Communist China’s relentless effort to diplomatically isolate Taiwan is bearing particularly bitter fruit this week as Taiwan prepares to battle China’s rapidly spreading coronavirus epidemic with limited assistance from the international community, since China has resolutely blocked Taiwanese membership in bodies such as the World Health Organization (WHO).
Taiwanese Premier Su Tseng-chang presided over a closed-door meeting on coronavirus preparedness on Thursday, telling numerous central and local agencies to prepare for a “medium to long-term battle” by stockpiling necessary supplies, preparing treatment centers, devising procedures to contain the disease, and taking steps to minimize the risk of contagion.
Among the most vital supplies are face masks, which help prevent the spread of disease in crowded areas. Hong Kong, which is watched closely by Taiwan in all matters pertaining to relations with China, is grievously short on masks (according to epidemiologists, so is the United States). The Taiwanese government has placed emergency orders with manufacturers to secure another four million face masks.
Su made it clear that Taiwanese citizens who conceal their medical history, break quarantine, or provide inaccurate information about travel that might have exposed them to the virus will be punished. Other Taiwanese officials said criminal charges will be brought against people who spread disinformation about the virus.
Officials in Taipei expressed confidence that the risk of a coronavirus epidemic could be minimized. Travel to and from the outbreak region in China has already been restricted. Eight infected people are known to have entered Taiwan, and 27 of the people they came in contact with have displayed symptoms. One indigenous case of transmission – i.e. someone who caught the virus after being exposed while in Taiwan – has been confirmed.
About a hundred cases of severe pneumonia are being carefully monitored to ensure they are not Wuhan coronavirus infections. Some of the people judged to be at risk of infection have been placed under a sort of loose house arrest, complete with electronic monitoring devices and strict warnings not to travel too far from home.

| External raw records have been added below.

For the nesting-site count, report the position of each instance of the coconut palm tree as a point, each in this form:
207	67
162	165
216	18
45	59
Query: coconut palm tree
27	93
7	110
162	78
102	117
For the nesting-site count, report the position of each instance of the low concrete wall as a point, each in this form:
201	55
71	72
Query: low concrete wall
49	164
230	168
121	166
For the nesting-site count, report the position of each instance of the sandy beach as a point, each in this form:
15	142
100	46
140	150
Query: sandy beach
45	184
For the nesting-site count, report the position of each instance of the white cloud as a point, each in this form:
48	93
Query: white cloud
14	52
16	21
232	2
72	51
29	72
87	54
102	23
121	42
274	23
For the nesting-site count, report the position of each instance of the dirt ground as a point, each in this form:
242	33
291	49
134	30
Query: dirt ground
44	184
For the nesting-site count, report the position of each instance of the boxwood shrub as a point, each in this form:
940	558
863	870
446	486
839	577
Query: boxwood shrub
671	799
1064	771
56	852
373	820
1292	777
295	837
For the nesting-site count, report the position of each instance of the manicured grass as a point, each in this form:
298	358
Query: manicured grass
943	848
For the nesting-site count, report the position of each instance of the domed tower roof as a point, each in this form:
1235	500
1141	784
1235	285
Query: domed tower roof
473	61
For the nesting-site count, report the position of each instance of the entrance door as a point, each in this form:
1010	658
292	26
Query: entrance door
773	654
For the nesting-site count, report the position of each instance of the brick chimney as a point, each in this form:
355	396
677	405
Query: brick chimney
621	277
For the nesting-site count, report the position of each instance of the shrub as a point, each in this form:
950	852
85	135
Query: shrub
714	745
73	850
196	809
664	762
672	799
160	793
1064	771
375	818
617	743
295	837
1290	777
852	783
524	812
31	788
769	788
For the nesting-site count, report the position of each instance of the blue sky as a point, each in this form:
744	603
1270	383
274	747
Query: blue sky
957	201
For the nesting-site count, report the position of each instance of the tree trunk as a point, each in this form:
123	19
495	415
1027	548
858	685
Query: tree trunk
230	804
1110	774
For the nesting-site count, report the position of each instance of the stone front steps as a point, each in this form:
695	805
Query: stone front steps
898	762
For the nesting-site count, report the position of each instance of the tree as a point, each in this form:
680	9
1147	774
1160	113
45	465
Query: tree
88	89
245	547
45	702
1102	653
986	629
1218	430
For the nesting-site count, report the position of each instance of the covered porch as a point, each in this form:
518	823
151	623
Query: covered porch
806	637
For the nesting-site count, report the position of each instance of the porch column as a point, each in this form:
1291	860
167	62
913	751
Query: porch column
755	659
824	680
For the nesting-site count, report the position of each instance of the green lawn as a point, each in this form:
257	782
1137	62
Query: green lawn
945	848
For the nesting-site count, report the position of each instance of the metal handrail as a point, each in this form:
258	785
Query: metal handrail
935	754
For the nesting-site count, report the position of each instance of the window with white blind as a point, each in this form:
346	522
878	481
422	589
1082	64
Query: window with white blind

Taiwanese doctors are concerned that they cannot obtain direct information about the spread of the Wuhan virus from the WHO since China locked them out of membership. Taiwan enjoyed observer status at WHO until 2016, when China began aggressively moving to isolate the island following the election of current President Tsai Ing-wen.
On Thursday, the Caribbean nation of St. Lucia, one of Taiwan’s remaining allies, called on WHO to allow full Taiwanese participation in the coronavirus effort.
“Short-term or myopic considerations must not be permitted to impede international information exchange, consultation and collective action,” said St. Lucia’s embassy in Taiwan.
Japan and Canada have also urged the WHO to give Taiwan some formal status in the organization to help combat the Wuhan virus epidemic.
“It will be difficult to maintain health and prevent further infections in this region if [Taiwan] is excluded for political reasons,” Japanese Prime Minister Abe Shinzo warned on Thursday.
Canadian Prime Minister Justin Trudeau bizarrely dodged repeated questions from the opposition on Tuesday about supporting Taiwanese membership in WHO, accusing his opponents of “playing politics” merely by asking. Pressured by the opposition again on Wednesday, Trudeau said he supported restoring Taiwan’s observer status with the World Health Organization.
WHO Executive Director Michael Ryan said on Wednesday that “Taiwanese experts are involved in all of our consultations” and are “fully engaged and fully aware of all the developments.”